In summary, the unexpected finding that \(\dot{V}\hbox{O}_{2} \tau_{p}\) which was not altered by prior heavy-intensity KE exercise did not allow us to refute the suggestion that bulk O₂-delivery is limiting factor to the primary \(\dot{V}\hbox{O}_{2}\) kinetic responses during repeated heavy-intensity exercise.
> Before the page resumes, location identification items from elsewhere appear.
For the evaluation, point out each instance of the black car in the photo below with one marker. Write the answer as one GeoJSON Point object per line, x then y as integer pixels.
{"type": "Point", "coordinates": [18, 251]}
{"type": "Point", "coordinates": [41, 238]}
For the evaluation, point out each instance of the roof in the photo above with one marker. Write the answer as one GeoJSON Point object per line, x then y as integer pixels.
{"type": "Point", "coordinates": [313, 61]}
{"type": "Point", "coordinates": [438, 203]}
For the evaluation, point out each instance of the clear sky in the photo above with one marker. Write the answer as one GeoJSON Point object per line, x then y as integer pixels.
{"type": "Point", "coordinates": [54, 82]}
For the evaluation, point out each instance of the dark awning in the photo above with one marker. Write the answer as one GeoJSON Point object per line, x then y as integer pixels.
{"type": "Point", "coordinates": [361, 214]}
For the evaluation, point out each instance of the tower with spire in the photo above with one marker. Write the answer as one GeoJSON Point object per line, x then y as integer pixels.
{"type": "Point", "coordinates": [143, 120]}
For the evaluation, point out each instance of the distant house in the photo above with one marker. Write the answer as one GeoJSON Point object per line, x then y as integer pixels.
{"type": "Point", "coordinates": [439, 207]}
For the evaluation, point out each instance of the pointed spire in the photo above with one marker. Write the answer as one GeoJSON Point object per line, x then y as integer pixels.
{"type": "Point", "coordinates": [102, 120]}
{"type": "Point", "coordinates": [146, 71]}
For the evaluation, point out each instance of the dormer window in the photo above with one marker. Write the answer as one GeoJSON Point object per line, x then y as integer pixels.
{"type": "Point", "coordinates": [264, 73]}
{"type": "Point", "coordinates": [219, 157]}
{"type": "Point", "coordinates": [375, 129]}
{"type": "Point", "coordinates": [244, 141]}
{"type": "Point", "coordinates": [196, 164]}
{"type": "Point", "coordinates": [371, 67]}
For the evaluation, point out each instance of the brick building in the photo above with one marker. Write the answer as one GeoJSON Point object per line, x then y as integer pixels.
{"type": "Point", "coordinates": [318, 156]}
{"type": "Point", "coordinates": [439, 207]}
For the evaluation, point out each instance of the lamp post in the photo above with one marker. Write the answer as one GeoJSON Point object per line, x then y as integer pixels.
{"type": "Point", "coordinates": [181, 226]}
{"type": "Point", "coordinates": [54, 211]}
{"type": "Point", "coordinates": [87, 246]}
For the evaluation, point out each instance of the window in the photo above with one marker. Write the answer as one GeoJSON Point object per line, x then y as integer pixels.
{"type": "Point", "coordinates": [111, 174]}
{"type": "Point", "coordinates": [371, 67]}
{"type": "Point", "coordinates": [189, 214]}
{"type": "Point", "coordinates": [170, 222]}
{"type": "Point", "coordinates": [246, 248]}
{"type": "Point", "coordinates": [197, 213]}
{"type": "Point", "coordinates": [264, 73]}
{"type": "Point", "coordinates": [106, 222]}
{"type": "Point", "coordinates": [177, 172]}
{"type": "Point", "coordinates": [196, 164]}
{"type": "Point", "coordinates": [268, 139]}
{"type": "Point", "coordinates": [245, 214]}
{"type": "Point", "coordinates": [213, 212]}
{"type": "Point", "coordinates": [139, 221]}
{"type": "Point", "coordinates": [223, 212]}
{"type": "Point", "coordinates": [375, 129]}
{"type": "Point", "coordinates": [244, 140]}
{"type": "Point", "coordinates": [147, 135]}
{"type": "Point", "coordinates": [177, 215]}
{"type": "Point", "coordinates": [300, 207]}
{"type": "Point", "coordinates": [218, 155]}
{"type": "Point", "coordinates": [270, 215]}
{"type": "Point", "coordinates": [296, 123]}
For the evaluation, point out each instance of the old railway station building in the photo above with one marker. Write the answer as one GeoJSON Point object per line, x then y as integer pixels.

However, the reduction in the \(\dot{V}\hbox{O}_{2}\) slow component following prior heavy-intensity exercise was not accompanied by an alteration in FBF kinetics during the transient, suggesting that although \(\tau^{\prime}\dot{V}\hbox{O}_{2}/ \tau^{\prime}\hbox{FBF}\) remained greater than 1.0 (Yoshida and Whipp 1995) throughout both exercise bouts, increases in FBF (and therefore O₂-delivery) were not required to manifest a reduced \(\dot{V}\hbox{O}_{2}\) slow component during bout 2; the contour of \(\Delta \dot{V}\hbox{O}_{2}/\Delta \hbox{FBF}\) was maintained between bouts. Rather, these data implicate mechanisms that are more proximally related to the intramuscular event(s) within exercising muscles in mediating this phenomenon.